Leigh hit his stride in the 1990s as he firmed up a narrative style involving ensemble casts, rigorous character work and ample improvisation. No exception, the gently moving dramedy Another Year observes a sprawl of friends and family linked by their emotional dependence on the happily married Tom and Gerri (Jim Broadbent and Ruth Sheen). Geologist Tom and counselor Gerri are enjoying days of wine and roses: chatty dinners and satisfying hours spent gardening their community allotment. They’re literally down-to-earth.

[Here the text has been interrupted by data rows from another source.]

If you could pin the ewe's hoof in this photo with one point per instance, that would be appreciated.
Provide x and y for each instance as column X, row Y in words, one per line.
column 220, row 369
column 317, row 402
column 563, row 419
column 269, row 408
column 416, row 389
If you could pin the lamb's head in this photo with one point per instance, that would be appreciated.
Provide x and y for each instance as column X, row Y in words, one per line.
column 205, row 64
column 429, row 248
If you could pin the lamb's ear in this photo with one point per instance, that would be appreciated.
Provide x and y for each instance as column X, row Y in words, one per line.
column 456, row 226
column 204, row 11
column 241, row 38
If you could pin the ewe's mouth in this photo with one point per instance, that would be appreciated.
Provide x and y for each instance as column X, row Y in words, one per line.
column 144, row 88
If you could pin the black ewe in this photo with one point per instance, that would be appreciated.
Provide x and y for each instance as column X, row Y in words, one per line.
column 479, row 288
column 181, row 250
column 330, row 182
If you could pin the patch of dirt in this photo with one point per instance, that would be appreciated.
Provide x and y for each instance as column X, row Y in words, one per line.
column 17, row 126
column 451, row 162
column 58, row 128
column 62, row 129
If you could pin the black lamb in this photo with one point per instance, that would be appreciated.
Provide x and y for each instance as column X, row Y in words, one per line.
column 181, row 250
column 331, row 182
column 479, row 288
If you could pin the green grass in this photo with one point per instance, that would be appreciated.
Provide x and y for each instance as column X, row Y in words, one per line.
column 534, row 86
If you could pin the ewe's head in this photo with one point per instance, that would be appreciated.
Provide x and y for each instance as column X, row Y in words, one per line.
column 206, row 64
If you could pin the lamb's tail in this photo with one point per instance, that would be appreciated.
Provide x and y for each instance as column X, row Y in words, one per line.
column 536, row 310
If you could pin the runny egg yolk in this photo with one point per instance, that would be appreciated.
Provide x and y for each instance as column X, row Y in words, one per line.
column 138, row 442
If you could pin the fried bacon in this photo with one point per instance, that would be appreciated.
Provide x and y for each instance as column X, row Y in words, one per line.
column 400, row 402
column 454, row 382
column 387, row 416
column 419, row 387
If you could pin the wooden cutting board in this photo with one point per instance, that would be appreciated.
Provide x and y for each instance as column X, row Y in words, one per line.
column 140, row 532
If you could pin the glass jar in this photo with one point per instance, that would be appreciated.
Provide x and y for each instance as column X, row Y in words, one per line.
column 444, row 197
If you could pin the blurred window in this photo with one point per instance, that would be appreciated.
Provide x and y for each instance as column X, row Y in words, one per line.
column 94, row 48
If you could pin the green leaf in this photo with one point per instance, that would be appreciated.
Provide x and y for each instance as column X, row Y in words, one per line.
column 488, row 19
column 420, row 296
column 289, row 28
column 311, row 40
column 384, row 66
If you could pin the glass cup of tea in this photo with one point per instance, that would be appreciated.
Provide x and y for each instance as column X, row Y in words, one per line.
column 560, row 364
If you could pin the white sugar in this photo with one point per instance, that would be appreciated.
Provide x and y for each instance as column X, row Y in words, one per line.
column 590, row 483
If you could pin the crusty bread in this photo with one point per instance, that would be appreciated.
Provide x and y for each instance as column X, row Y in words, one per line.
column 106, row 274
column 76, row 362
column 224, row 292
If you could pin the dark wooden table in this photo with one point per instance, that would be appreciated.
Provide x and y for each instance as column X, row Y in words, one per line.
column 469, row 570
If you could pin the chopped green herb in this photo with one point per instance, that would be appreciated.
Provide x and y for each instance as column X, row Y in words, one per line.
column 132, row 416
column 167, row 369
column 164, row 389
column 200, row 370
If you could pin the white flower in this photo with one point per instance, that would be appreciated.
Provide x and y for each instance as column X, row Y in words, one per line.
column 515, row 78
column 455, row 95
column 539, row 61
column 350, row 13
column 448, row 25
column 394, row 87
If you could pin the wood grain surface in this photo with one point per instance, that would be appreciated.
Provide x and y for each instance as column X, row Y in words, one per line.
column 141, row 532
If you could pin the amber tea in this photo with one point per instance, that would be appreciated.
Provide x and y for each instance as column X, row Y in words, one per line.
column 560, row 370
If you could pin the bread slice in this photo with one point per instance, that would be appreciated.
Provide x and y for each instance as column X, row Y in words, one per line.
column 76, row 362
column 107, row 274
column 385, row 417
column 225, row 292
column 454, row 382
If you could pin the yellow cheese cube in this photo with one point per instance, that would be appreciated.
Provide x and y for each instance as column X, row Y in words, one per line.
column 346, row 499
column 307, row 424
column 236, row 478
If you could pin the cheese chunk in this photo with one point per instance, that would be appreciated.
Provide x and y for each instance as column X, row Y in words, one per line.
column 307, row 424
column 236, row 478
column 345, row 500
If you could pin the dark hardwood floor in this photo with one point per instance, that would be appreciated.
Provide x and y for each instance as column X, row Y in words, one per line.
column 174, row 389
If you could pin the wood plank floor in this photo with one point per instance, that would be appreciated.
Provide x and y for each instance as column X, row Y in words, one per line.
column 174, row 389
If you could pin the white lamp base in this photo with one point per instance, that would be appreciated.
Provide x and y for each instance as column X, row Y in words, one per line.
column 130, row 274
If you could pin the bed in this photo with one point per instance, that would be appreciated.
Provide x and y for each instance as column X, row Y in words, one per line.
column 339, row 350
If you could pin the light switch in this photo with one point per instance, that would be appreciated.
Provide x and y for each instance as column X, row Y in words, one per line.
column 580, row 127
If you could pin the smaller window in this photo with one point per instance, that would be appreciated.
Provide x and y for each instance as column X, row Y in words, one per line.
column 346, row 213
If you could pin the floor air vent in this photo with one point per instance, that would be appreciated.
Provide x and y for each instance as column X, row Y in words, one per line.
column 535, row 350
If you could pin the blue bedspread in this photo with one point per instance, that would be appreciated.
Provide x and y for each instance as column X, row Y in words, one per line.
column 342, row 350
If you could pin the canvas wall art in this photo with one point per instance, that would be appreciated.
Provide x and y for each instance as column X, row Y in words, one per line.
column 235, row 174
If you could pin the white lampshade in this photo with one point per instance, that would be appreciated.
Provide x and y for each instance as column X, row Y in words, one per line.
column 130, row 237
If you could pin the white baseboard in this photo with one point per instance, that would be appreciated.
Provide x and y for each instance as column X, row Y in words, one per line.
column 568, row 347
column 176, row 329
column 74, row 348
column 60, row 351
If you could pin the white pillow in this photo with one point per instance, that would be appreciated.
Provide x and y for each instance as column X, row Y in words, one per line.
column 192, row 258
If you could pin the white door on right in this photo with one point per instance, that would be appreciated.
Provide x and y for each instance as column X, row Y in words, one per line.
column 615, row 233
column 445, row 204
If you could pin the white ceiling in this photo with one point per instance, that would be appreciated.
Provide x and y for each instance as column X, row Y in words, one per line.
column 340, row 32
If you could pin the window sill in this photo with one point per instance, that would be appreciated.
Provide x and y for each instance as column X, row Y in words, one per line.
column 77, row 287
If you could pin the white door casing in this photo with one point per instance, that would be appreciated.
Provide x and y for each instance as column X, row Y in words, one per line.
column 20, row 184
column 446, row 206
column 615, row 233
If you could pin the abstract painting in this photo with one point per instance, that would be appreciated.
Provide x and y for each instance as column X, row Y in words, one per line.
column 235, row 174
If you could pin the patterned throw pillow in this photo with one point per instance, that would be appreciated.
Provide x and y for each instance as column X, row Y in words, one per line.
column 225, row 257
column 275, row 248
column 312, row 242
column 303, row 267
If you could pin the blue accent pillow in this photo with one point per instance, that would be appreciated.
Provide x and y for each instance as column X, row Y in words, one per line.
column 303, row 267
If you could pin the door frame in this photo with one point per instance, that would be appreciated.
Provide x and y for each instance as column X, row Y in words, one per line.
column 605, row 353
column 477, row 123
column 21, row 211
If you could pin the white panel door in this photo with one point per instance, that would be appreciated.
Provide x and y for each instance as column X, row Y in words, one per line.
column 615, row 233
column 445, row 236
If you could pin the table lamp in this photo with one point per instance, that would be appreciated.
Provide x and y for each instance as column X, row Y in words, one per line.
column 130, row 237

They also spend plenty of quality time with their affable son Joe (Oliver Maltman), unhealthy old friend Ken (Peter Wight), Tom's taciturn brother Ronnie (David Bradley) and, above all, Gerri’s unshakeable work colleague Mary (Leslie Manville), whose neediness knows no bounds. Tom and Gerri prove to be a couple for all seasons, and Leigh structures the film accordingly, with acts set in spring, summer, autumn, and winter.
Though Tom and Gerri hold the film’s mostly serene center, the dominant personality belongs to the blustery Mary, who never refuses a drink. Her restless self-examination and bluff outbursts of optimism (which mask an aching social desperation) effectively keep Gerri on the clock, and though Mary shows no sign that she’s aware of her increasing imposition, she does sum up the service provided by her married friends: "Everybody needs someone to talk to, don't they?"
Leigh’s approach is “slice of life,” eschewing direct exposition in favor of eavesdropping on significant days in the lives of the characters. A summer barbecue, for instance, finds the romantically available at cross-purposes: though Ken is interested, Mary wants nothing to do with him. Instead, she’s rather hopefully set her sights on the conspicuously younger Joe. But this is no Hollywood romantic comedy: in achieving a credible realism, Leigh and his actors refreshingly avoid the tidy and obvious.
With winter comes a darker movement involving an off-screen death but also unexpected hope of deliverance for despairing souls. As such, the final act serves as something of a rebuke to the character we meet in the film’s prologue, a depressed client (Imelda Staunton) of Gerri’s who insists, "Nothing changes." Gerri’s patient empathy ("Life's not always kind, is it?")—and that of her husband—reflects the inclusiveness and generosity of Leigh’s humane storytelling.
Gary Yershon supplies fittingly lovely music, and Leigh’s longtime director of photography Dick Pope evocatively expresses the changing seasons in cinematographic language, but above all, Leigh’s films rise on the strength of his performers. In her seventh Leigh film, Manville skillfully embodies Mary’s frantic yearning, and Broadbent and Sheen are positively darling: as seemingly real and inviting as one’s own best friends.
The film makes no overt reach for profundity, but it does quietly affirm that there’ll always be another year—with or without us. It’s reason enough to be hopeful, and to make the most of what and whom we have while time still belongs to us.